I'm interested in trying an electric watch. The retro designs are so cool. I know I'll gave to find used, but I'm fine with that, however I'm still not willing to dip below 40mm, and prefer 42-45mm.

Can you think of anything I could small for no more than $150? I saw one on RLT, called Excalibur, looked great, but site says not available or out of stock, even though it's been on their site for many months.

Anyway, any suggestions would be greatly appreciated.


----------



## Nigelp (Jan 28, 2015)

JayDeep said:


> I'm interested in trying an electric watch. The retro designs are so cool. I know I'll gave to find used, but I'm fine with that, however I'm still not willing to dip below 40mm, and prefer 42-45mm.
> 
> Can you think of anything I could small for no more than $150? I saw one on RLT, called Excalibur, looked great, but site says not available or out of stock, even though it's been on their site for many months.
> 
> Anyway, any suggestions would be greatly appreciated.


 ive tried to interpret that jay but i think it means you want an omega cone so budget for 400 plus to get a nice one, theres a good lad.

[IMG alt="Image result for omega cone f300" data-ratio="102.17"]http://electric-watches.co.uk/wp/wp-content/uploads/Omega-f300-Seamaster-Steel-198.0018-6.jpg[/IMG]

...another i should have kept.


----------



## JayDeep (Dec 31, 2016)

Nigelp said:


> ive tried to interpret that jay but i think it means you want an omega cone so budget for 400 plus to get a nice one, theres a good lad.
> 
> 
> 
> ...another i should have kept.


 I really need to proofread my posts first. This swipe keyboard just isn't very accurate. Lol

That looks nice. Not sure I'm willing to go $400 for something in very unsure about, but it's not completely out of the realm. Thanks!


----------



## Nigelp (Jan 28, 2015)

JayDeep said:


> I really need to proofread my posts first. This swipe keyboard just isn't very accurate. Lol
> 
> That looks nice. Not sure I'm willing to go $400 for something in very unsure about, but it's not completely out of the realm. Thanks!


 dont bother jay mate there is only me reads what you put and i ain't bothered if its a load of rubbish.

Yeh the cone is an aquired taste, it looks like part of a nuclear power station in one of the old bond films.

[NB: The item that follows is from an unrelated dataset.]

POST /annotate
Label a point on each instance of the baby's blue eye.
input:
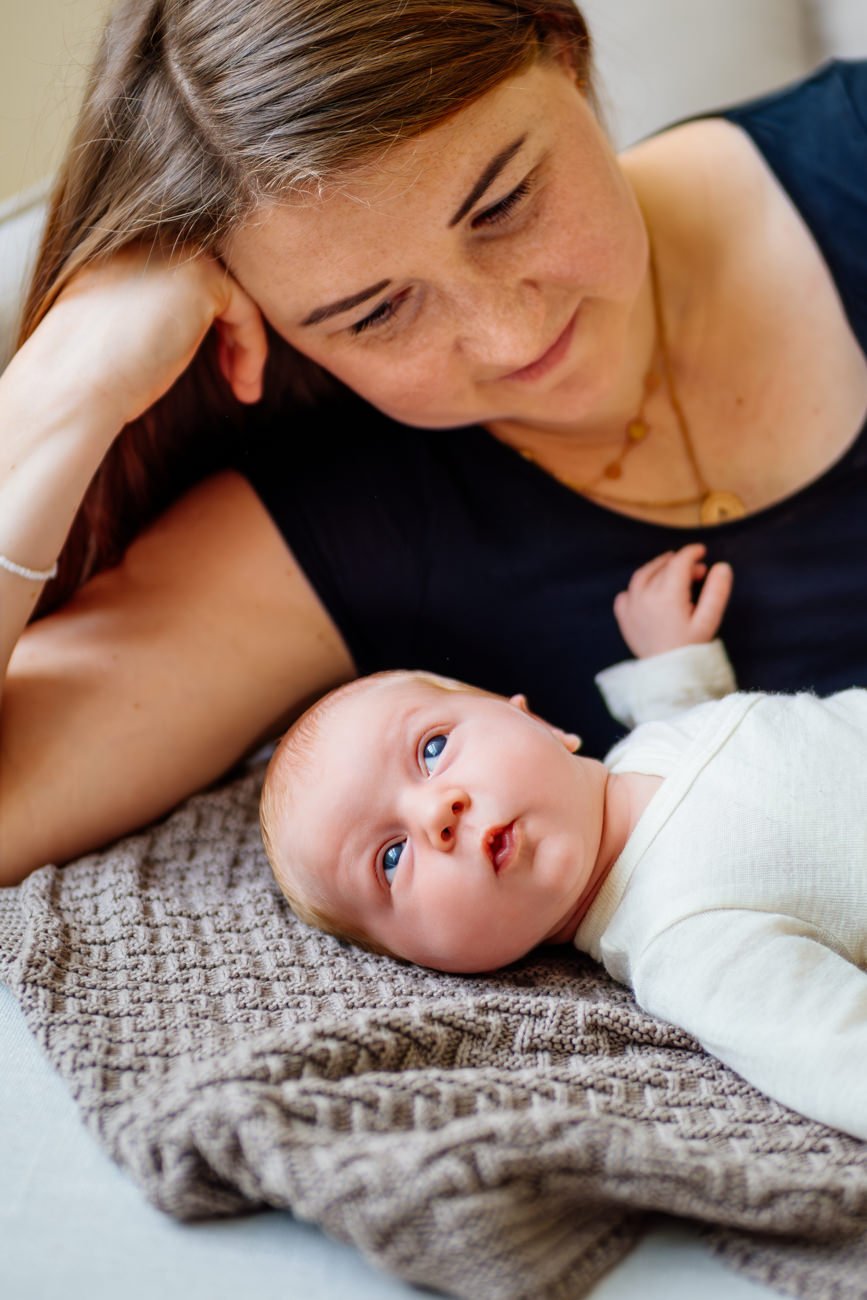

but these hummers make a lovely sound.


----------



## JayDeep (Dec 31, 2016)

Nigelp said:


> dont bother jay mate there is only me reads what you put and i ain't bothered if its a load of rubbish.


 True! Lol

I actually do like the look of the watch. It's unique and cool and big, all things I'm a fan of. But I'm only seeing them for closer to the $800 and up range so far. We'll see, I might be willing to spring for one anyway. I'm a very impulsive buyer, so it's likely I'll have one soon. Lol


----------